"Alice's Adventures under Ground" Original Title

Alice's Adventures under Ground - Original Cover
[Notice: "under" starts with a small "u"]

Alice’s Adventures under Ground is the original title of Lewis Carroll’s first “Alice book,” whose title was to become Alice’s Adventures in Wonderland.

Under Ground” is a better title. It is earthy, musty, dark, even dirty. In the underground, Alice encounters a cast of dysfunctional characters––an anxious White Rabbit, a disappearing Cheshire cat, a pipe-smoking caterpillar, and their friends––surviving in a dystopian world of contradictions, conundrums, and chaos. Hardly a “wonderland.” 

The word “wonderland” is defined in the dictionary as an imaginary place "of delicate beauty" or "magical charm," a place that excites "admiration or wonder," "a scenic place." Contrary to the flowery definition of the word "wonderland" in the dictionary, Alice’s dream is a nightmare, not a lullaby. Alice’s adventure is a trip into an asylum, not into a “place of delicate beauty.”

Lewis Carroll fills Alice's dream with a cast full of sick and wacky characters, each suffering from one or more mental disorders. The author drops Alice into his imaginary upside-down world, where time runs backward and insanity is accepted as normal.

"Lewis Carroll" is the pen name of Charles Lutwidge Dodgson, who, educated at Oxford, was a professor of mathematics and logic in mid-nineteenth century England. The famous author held a “fascination with mental derangement" and studied the "afflicted" with his uncle, who was secretary of the Lunacy Commission and was killed by an asylum patient.

Twenty-first-century psychologists diagnose Carroll's characters with a wide range of mental disorders. "We're all mad here" is the famous phrase of the disappearing Cheshire cat. The Mad Hatter suffers from a borderline personality disorder (BPD). Tweedledee and Tweedledum, from Attention Deficit Disorder (ADD), and the Red Queen, from a narcissistic personality disorder (NPD). The White Rabbit manifests a general anxiety disorder (GAD). The caterpillar’s obvious substance use disorder (SUD) devolves into delusions of grandeur (DOG). The Cheshire Cat tells Alice, "You are also mad." She is diagnosed as a schizophrenic for talking to a disappearing cat and a hookah-smoking caterpillar.

How did Lewis Carroll's macabre funny-farm evolve into a beloved cast of nursery rhyme characters? Walt Disney can be blamed or lauded for sugar-coating Carroll’s madhouse into his 1951 Disney film––Alice in Wonderland. The Technicolor film recasts Carroll’s dark, mentally ill characters into cute, adorable, and cuddly dolls and toys for children to take to bed to ward off the boogies.

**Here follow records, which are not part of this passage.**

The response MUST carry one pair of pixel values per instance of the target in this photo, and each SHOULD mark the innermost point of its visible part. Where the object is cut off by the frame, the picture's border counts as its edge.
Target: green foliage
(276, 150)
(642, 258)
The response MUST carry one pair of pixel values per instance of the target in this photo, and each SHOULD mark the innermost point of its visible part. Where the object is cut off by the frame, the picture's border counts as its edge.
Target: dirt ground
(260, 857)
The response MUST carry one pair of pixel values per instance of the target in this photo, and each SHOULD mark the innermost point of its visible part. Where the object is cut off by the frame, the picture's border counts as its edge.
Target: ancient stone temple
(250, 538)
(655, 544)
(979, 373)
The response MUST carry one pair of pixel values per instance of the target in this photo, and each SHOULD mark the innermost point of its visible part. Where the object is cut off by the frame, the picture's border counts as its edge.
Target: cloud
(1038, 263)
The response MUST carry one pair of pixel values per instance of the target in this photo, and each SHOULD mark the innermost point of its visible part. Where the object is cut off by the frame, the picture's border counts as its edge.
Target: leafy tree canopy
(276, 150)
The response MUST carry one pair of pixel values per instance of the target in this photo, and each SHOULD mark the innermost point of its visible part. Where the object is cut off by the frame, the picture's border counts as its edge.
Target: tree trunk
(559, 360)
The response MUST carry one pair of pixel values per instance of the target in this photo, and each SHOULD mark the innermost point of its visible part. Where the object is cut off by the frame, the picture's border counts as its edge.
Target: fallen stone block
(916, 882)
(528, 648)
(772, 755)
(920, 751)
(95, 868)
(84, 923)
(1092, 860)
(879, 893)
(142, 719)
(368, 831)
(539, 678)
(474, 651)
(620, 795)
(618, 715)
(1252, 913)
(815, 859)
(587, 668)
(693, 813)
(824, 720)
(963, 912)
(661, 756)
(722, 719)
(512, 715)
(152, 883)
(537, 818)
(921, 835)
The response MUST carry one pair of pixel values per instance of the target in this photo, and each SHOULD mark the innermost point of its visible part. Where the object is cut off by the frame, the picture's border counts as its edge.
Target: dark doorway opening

Lewis Carroll’s first Alice book is more than a children’s story. Carroll explores mental illness, space, time, and logic. The conservative professor elevates mid-nineteenth century “children’s” literature into new realms. He satirizes English culture, twists the meaning of words, and sprinkles contradictions into a world of nonsense.

The themes of the story are identity and growth. Alice asks, "Who in the world am I?" Alice not only grows ten feet tall, she matures from her adventures and exits the rabbit hole more grown up than when she first tumbled into the rabbit hole. It was all a dream. Alice's dream. Lewis Carroll's dream.